I'm a d20 guy. I'm not a big fan of silliness or fairytales. The Zorcerer of Zo (ZoZ) was NOT a product aimed at me. But I happened to see it on the front page of RPGNow and the concept intrigued me.

It's truly rare (this is the first time it ever happened to me) to find an RPG product that is both original and sound... Usually truly solid products are the result of ideas that have been beat to death until they're finally ready for production. ZoZ defies all that.

In these pages, you'll find a VERY simple rules set comprising 8-9% of the overall product. Once again, I'm not a fan of "rules light" systems. All my previous ventures into that world have had goofy, uneven results that weren't worth repeating. But, in this setting, the simple, wide open rules work perfectly.

The rest of the product is what makes the simple rules work... You'll find a truly indepth study of fairytales and useful analysis on how to construct fairytale stories even for people who're used to grittier genres. You'll find a wealth of information on how to change your thinking to immerse your gamers in ZoZ and give them an experience beyond what they'd ever seen before. It may sound silly, but it's true. My family group, which I'd played (d20 FRPG) with for 20 years, found ZoZ to be the answer to all of their previous frustrations and the key to unlocking real, unfiltered fun around the gaming table.

The only failing of this system is that it WILL NOT work if someone in the group is a true rules lawyer and/or min/maxing power gamer. Other than that, pick it up now. You'll have yourself to thank for it.



As you read above, the rules set is very simple and wide open. There are very few restrictions and any character at all is possible. Where every other game's limitations make it impossible to recreate your favorite movie or book hero, this system seems to be designed specifically to work for adapting fictional characters to an RPG.

The failing of this system stems from the same root as its greatest points... A wide open rules set allows a great deal more room for players to try and take advantage if they are so inclined. One player who's not on the same page and is willing to be a jerk about it can spiral the whole game into GM versus player as the Game Master continually has to say "No, you can't do that."

While tighter rules sets work better at discouraging abuse, they also tend to make the game more about the numbers than the story. If you've got players you can trust, the rules shouldn't be a problem.



The ZoZ setting is also simple, but creative and interesting at the same time.

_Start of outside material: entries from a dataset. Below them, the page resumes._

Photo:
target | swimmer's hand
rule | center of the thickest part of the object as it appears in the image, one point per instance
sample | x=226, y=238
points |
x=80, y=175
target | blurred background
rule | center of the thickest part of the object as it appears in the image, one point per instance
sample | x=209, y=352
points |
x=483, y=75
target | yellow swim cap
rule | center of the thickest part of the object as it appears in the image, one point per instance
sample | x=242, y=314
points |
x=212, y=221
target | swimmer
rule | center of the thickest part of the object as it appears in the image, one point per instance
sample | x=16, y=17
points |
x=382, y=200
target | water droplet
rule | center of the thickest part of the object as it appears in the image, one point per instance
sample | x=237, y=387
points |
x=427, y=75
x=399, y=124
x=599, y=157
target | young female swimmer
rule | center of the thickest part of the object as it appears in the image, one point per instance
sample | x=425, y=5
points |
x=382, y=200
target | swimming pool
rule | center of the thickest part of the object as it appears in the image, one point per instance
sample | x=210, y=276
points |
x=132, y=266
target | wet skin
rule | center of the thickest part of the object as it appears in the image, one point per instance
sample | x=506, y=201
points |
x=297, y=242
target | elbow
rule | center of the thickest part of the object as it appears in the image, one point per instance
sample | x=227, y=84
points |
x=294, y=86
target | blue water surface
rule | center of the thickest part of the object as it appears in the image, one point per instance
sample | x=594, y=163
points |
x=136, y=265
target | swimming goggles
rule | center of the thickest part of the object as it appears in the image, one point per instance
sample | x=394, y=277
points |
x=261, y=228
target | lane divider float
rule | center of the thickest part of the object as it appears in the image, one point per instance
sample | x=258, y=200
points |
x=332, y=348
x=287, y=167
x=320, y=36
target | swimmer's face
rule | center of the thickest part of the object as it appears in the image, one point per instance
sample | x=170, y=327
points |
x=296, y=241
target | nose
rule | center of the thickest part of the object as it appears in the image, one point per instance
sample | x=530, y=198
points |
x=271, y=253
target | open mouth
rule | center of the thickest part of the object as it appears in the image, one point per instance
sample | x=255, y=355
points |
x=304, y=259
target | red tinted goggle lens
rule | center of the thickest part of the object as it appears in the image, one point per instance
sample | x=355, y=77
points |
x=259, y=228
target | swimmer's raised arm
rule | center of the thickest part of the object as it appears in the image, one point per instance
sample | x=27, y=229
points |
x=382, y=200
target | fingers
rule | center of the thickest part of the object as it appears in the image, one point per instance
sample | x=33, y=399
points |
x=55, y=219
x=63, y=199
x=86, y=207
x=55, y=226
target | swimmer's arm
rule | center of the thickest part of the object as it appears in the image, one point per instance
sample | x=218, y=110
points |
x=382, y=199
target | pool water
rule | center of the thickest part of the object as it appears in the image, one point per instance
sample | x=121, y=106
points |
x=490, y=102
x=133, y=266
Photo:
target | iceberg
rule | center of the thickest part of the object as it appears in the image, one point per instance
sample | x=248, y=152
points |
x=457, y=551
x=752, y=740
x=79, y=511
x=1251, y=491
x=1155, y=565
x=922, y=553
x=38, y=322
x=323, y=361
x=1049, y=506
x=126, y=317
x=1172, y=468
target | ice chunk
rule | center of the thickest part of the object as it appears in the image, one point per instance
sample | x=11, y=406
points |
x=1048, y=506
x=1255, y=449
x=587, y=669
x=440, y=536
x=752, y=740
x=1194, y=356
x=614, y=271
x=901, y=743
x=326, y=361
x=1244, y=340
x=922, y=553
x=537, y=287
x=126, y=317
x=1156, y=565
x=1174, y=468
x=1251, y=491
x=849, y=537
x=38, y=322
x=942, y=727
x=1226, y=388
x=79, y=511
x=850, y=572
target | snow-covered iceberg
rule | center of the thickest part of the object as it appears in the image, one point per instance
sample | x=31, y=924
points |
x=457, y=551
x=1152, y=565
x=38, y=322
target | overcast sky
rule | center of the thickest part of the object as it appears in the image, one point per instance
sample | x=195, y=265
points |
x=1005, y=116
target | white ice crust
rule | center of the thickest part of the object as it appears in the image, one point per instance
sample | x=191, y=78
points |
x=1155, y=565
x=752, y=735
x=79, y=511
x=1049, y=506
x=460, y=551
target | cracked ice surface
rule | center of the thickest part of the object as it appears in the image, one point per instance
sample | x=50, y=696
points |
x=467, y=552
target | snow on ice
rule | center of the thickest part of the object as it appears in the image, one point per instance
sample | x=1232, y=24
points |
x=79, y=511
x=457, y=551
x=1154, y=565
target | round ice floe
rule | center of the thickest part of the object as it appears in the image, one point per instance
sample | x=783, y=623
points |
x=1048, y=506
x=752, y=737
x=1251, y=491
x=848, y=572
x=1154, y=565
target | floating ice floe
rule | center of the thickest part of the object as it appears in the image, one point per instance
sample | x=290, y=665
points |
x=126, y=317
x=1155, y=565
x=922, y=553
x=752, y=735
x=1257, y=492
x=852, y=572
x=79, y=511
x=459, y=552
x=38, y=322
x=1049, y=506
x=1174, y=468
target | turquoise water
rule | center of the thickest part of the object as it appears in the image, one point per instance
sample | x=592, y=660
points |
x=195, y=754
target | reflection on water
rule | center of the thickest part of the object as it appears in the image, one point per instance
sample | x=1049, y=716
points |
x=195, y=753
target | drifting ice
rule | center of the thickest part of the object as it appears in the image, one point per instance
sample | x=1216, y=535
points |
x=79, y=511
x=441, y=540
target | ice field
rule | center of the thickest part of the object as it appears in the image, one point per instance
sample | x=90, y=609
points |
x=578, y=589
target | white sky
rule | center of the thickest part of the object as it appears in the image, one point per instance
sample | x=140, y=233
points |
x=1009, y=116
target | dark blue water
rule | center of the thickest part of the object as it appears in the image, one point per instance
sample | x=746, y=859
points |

The whole core setting is displayed on a single page, which oddly enough is plenty to get the ball rolling.

Also part of the setting is an entire recount of the first ZoZ campaign to serve as a model. Since the entire game takes place in concepts, it's very nice to have a working example of how the game was intended to be run. This aspect, to me, is the most important part of the project and really gets people in the proper frame of mind to make a ZoZ game rock.



Surprisingly fun and more versatile than you'd think. I've got ideas for using the "ZoZ" core to play all kinds of games from horror to space opera. Once you "tune in" to Chad Underkoffler's enthusiasm, you'll find yourself perpetually inspired. I had to put down the book on several occassions to jot down all the ideas that were occurring to me.



I purchased both the print product and the PDF, which I think is the way to go. The PDF alone is overpriced and the formatting is really setup for the print run anyway. The price for the PDF and the POD together, I think, is just about perfect.